In the world according to Unni, Hinduism was a giant comic created over centuries by great artists who encoded within their cryptic stories meanings within meanings. But the demons and the gods with several hands and animal-headed beings were not outlandish metaphors. According to Unni, they really existed and they exist even now, they live among ordinary people. What was Unni trying to say? Surely, he did not believe this? Was he just trying to muddle the minds of fools? Is it now time for Ousep to accept a fact that has long been staring him in the face – that his son was an anarchist, who plotted against the people around him with the modest means available to a seventeen-year-old?

One evening after school, on his way to the JEE coaching class, Sai turned his cycle into the narrow mud lane that led to Somen’s house. He had never been to the house before.
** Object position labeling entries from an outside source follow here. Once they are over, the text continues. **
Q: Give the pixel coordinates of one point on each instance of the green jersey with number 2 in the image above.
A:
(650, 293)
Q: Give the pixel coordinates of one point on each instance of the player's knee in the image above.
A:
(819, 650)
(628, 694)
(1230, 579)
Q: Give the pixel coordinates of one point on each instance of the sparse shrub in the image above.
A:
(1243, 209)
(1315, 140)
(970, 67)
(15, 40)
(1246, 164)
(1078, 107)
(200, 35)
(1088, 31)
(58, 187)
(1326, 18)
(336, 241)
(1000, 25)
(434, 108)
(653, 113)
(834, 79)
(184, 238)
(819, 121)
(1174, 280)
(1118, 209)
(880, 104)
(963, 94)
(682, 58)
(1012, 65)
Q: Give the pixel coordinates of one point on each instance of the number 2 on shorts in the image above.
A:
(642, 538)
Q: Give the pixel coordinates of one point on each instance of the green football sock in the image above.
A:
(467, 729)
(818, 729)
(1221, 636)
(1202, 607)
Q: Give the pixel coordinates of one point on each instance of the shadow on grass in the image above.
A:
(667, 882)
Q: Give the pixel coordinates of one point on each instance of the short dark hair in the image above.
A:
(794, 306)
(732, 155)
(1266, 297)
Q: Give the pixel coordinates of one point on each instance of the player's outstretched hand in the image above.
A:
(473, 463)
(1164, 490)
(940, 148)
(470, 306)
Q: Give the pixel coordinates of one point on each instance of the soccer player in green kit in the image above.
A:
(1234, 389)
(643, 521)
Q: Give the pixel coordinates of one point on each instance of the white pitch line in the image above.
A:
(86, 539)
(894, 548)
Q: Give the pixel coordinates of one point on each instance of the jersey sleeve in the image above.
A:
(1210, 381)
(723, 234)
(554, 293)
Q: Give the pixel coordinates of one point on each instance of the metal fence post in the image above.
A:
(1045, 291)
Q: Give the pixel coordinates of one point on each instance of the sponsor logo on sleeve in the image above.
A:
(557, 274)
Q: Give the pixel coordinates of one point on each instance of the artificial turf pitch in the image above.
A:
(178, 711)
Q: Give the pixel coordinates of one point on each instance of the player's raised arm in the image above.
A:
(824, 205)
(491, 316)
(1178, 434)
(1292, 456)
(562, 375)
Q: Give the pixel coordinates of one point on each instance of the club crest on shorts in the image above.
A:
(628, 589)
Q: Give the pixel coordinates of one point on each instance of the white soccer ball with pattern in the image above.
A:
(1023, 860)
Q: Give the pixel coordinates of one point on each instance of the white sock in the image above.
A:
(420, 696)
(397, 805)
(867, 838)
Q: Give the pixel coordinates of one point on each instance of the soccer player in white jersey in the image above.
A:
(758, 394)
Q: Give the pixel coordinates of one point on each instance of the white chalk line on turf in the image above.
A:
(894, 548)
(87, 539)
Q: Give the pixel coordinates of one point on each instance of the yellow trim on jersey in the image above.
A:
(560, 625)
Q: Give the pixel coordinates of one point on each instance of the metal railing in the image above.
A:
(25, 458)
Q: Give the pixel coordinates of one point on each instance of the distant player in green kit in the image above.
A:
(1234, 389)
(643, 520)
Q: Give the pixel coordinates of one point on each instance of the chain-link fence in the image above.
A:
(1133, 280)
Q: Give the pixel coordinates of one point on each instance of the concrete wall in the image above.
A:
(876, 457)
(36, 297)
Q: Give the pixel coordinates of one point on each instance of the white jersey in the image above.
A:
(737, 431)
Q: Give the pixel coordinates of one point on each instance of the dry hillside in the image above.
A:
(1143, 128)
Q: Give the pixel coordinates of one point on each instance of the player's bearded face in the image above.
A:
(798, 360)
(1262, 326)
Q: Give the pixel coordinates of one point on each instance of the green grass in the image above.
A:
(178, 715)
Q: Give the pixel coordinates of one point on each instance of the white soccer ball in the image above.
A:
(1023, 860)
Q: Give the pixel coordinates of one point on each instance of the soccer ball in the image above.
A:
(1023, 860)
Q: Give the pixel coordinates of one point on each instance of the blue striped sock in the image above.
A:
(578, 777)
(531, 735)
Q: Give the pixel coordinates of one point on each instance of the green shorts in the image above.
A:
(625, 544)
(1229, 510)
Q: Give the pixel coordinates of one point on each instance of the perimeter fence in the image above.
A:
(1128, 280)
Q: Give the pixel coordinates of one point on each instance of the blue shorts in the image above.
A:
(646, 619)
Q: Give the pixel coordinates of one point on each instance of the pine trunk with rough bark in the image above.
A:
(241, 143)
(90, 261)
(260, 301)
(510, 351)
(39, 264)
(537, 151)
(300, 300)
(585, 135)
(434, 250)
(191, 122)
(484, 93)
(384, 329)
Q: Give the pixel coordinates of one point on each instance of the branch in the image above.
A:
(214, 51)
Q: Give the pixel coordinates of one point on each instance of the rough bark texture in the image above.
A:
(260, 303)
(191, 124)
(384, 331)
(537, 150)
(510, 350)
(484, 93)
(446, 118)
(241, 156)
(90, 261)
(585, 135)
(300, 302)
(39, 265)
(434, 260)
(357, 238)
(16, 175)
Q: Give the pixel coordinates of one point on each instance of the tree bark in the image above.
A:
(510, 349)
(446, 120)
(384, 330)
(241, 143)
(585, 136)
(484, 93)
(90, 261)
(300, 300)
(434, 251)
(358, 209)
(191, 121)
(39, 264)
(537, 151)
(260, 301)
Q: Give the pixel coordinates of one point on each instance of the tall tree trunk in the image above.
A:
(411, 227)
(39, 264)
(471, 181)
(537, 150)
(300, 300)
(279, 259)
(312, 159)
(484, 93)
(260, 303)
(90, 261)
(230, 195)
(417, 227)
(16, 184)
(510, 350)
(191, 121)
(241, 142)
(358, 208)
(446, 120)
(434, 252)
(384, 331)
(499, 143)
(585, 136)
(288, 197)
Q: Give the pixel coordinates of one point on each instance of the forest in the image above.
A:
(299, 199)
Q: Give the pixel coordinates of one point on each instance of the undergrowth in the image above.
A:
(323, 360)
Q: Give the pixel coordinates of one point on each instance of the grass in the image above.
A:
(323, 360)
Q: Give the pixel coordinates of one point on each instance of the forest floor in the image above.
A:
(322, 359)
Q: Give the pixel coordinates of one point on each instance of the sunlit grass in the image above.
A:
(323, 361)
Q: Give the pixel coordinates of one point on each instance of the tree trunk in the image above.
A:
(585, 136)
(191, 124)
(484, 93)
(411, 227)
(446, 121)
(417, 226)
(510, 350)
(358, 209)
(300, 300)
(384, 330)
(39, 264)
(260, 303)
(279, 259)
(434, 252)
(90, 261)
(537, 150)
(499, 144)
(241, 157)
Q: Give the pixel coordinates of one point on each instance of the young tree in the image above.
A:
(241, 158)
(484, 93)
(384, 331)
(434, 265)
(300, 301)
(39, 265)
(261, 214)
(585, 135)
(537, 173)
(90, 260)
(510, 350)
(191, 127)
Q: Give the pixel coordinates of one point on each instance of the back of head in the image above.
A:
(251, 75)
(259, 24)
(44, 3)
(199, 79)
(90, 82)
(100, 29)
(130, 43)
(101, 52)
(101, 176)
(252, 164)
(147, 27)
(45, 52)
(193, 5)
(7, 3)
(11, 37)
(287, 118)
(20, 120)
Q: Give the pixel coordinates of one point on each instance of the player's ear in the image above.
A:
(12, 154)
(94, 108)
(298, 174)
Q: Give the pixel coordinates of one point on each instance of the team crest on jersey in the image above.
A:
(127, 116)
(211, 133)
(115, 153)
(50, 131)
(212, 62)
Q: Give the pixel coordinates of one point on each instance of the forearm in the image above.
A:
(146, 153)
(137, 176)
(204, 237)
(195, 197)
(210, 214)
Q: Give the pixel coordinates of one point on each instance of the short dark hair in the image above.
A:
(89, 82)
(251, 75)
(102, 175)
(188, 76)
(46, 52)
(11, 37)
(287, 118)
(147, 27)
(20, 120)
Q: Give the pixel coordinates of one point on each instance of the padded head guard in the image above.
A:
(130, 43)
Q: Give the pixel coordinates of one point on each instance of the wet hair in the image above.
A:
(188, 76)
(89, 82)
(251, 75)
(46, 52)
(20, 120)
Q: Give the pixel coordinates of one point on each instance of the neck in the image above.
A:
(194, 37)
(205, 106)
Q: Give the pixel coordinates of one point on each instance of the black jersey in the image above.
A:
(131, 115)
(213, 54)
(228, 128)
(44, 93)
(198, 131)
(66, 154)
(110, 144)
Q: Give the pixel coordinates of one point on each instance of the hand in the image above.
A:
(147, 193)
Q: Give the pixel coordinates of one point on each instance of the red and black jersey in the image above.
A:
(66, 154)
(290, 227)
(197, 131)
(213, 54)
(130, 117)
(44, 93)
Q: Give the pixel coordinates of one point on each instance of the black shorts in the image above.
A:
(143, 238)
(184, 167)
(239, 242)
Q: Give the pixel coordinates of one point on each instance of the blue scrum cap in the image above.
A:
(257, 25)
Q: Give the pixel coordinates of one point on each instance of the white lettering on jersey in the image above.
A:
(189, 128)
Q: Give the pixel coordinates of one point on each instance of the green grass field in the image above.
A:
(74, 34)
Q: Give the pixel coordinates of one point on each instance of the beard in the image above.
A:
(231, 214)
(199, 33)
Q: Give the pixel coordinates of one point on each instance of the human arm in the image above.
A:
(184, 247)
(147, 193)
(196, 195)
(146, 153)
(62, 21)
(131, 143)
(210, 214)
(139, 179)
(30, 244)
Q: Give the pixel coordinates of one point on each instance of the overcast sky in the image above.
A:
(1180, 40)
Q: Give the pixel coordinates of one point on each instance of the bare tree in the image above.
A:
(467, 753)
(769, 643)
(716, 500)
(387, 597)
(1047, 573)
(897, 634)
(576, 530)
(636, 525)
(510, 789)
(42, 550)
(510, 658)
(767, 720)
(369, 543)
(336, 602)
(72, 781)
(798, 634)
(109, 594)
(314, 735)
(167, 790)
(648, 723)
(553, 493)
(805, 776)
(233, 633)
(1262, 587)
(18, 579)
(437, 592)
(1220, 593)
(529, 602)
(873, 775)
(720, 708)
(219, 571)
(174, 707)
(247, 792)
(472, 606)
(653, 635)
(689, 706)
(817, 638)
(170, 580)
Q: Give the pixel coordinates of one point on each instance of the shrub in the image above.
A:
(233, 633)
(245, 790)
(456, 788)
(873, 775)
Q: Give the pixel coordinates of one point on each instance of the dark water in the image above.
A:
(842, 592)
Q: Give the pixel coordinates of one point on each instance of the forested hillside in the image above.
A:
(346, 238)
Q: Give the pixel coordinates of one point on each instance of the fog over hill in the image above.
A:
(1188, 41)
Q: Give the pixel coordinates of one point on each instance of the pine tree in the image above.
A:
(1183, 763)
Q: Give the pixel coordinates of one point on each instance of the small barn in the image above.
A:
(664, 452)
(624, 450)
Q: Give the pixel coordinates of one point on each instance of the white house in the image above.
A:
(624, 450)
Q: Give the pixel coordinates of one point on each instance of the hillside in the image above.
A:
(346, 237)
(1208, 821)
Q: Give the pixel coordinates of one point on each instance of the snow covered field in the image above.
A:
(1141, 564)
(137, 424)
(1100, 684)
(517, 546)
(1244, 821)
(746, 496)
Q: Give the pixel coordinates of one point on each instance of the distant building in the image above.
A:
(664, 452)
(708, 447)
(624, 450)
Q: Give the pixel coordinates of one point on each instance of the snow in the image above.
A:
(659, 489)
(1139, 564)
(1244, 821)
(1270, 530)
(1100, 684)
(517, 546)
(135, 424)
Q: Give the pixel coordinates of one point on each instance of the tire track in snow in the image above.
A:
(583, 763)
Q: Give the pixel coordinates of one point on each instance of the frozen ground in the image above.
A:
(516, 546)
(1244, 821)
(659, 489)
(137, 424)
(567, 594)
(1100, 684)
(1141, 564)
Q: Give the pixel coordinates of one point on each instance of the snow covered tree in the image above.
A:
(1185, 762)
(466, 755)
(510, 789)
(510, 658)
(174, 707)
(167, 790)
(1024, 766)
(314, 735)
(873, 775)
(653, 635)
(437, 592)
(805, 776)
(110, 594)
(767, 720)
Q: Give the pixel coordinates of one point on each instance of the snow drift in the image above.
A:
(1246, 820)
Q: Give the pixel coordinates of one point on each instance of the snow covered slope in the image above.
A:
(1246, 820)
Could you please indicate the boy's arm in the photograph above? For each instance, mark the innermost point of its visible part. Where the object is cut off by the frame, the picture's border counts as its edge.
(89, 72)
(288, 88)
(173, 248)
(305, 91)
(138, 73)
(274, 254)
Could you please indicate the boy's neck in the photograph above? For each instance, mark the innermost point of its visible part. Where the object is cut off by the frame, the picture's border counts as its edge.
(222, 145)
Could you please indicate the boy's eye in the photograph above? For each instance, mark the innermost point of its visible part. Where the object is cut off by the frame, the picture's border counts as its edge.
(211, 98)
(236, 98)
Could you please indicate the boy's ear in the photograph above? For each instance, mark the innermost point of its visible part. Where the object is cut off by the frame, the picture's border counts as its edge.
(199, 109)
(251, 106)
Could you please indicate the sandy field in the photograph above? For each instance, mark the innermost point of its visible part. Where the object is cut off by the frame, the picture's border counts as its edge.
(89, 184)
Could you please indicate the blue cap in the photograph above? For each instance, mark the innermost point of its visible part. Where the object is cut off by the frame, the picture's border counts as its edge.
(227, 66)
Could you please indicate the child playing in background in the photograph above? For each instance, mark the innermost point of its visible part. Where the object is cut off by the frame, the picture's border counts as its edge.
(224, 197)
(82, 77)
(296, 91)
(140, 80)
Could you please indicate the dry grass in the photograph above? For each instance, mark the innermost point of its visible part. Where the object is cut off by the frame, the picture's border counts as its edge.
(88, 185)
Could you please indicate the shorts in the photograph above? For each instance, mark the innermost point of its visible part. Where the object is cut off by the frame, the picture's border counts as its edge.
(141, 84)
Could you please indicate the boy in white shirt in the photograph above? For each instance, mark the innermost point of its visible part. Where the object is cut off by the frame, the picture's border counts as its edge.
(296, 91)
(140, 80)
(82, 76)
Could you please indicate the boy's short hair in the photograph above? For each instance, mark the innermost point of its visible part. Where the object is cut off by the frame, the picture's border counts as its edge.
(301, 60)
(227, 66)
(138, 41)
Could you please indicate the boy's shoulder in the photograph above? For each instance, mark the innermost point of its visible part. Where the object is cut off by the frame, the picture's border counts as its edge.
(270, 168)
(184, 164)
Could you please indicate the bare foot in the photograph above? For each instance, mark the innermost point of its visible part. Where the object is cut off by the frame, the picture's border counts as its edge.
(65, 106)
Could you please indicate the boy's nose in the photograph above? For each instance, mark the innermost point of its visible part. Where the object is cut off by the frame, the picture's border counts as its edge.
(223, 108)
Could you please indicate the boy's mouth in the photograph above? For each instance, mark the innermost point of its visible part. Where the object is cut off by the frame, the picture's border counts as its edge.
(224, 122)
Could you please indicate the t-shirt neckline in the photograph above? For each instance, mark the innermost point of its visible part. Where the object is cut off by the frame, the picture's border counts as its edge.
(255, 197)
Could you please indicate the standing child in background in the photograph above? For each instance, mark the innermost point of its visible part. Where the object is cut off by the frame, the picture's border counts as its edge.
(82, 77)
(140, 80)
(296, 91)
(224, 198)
As he approached the gate, he could see Somen and Unni framed by the foyer’s giant window. They were playing chess. Somen, who did not look surprised, let him in and went
back to the game. Sai sat with them and watched the game in silence. He could see that their level of play was high, far beyond his. ‘It was very peaceful to just sit there and watch two guys who were not interested in any entrance exam in the world play a great game.’ Somen’s mother appeared briefly to give them something to eat and left them alone for the rest of the evening. At some point, Somen and Unni decided to stop the game. They noted down the positions of the pieces in a notebook, which held several scribbled chess notations from past games.